Woodworking Asked on November 7, 2021

In The Anarchist’s Tool Chest, Christopher Schwarz recommends buying a #5 bench plane with three irons as a first hand plane: a curved scrub blade, a flat jointer/try blade, and a flat smoothing blade. What is the difference between the jointer blade and the smoothing blade? Are they ground to different bevel angles?

One Answer

What is the difference between the jointer blade and the smoothing blade?

I would have thought this was covered in the text. I haven't had the chance to read The Anarchist's Tool Chest but I would imagine elsewhere it describes the different ways an iron can be set up.

Are they ground to different bevel angles?

No it's not about the bevel angle, it's about the edge profile1. I'll post an illustration for clarify, but future readers please note these are just an example of how to profile various plane's irons, read on for more details.

Iron profiles 1

From 15 Tips for Sharpening by Tom Caspar on Popular Woodworking.

Smoothers
Smoothing-plane irons are usually prepared so that they are either straight, with the corners relieved (rounded off) which is how Paul Sellers shows how to prepare a no. 4's iron, or with a very shallow camber. A camber is where the whole edge is curved, corner to corner; don't confuse it with a cambered bevel, which is a completely separate thing.

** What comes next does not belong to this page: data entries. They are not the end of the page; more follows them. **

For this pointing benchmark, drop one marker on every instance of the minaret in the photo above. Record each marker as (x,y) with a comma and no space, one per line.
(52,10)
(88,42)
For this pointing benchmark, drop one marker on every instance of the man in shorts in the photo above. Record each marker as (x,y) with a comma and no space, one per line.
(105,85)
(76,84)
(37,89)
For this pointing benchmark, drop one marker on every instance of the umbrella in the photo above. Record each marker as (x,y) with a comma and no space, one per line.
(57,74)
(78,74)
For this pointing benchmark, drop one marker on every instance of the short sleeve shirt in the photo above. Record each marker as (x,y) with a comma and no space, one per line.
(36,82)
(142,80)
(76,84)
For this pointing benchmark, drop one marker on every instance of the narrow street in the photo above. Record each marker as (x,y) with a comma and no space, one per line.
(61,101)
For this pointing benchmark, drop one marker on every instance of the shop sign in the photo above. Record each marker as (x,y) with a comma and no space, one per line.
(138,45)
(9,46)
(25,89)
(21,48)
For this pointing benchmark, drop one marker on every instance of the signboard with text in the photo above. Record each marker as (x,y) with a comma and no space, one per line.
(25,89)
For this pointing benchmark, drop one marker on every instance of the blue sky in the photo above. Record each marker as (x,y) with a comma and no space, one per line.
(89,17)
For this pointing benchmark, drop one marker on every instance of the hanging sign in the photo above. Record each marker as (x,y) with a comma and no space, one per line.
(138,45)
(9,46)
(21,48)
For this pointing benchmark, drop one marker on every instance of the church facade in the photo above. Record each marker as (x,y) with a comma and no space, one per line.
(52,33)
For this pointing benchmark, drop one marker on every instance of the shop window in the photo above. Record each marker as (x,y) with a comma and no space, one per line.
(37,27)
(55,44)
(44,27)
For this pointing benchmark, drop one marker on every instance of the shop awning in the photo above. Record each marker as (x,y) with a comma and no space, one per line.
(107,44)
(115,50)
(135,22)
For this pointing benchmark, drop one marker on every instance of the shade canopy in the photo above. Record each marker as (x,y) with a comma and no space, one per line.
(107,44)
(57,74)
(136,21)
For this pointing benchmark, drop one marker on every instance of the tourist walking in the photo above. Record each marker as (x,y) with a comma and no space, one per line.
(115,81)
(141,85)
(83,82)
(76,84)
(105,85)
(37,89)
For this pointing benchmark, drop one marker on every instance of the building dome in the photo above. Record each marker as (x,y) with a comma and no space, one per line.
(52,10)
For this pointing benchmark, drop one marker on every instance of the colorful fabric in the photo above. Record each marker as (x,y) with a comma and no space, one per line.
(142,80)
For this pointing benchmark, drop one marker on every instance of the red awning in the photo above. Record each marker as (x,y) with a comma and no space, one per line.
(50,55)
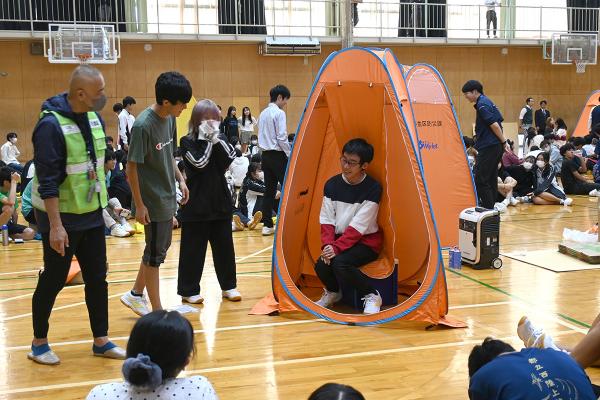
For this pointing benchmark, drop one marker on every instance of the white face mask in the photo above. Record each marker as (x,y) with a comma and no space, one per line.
(209,127)
(541,164)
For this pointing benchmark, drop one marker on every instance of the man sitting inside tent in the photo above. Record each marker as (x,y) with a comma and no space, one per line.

Note that on a smoother's iron the rounded profile can be so slight that the two corners are just a few thou lower than the centre of the edge, meaning the curvature is barely perceptible to the eye when looking straight down.

Jointers
There is again no one way that the irons for jointer planes are set up, it depends on the tradition the user is following or was trained up in. Many older texts suggest that jointers should be the only bench plane where the iron's edge is dead straight, without relieved corners.

But many modern users have a subtle camber on theirs, as a means of squaring a non-90° edge by shifting the plane to right or left on the edge to take off the high side2, thusly:

Cambered iron to square edge

From Bench Planes: The System of Three by Chris Schwarz on Popular Woodworking.

David Charlesworth is a big proponent of this idea and has done a lot to promote the idea in his teachings and writings. Also note he has a few videos on YouTube that are well worth checking out, and you can see the man himself demonstrate the now-famous "Charlesworth ruler trick". 3


1 Although it is possible to use different bevel angles on planes for different purposes, it's quite normal to use the typical/usual 25-30° for basically everything.

2 These days it is sometimes said that this is the only way to do this, but that's misleading of course — the woodworkers in the previously mentioned tradition obviously were (and still are) able to square their edges just fine without a cambered iron!

3 Although he did not in fact originate the basic idea, nobody has done more to educate on how and why you might choose to do this.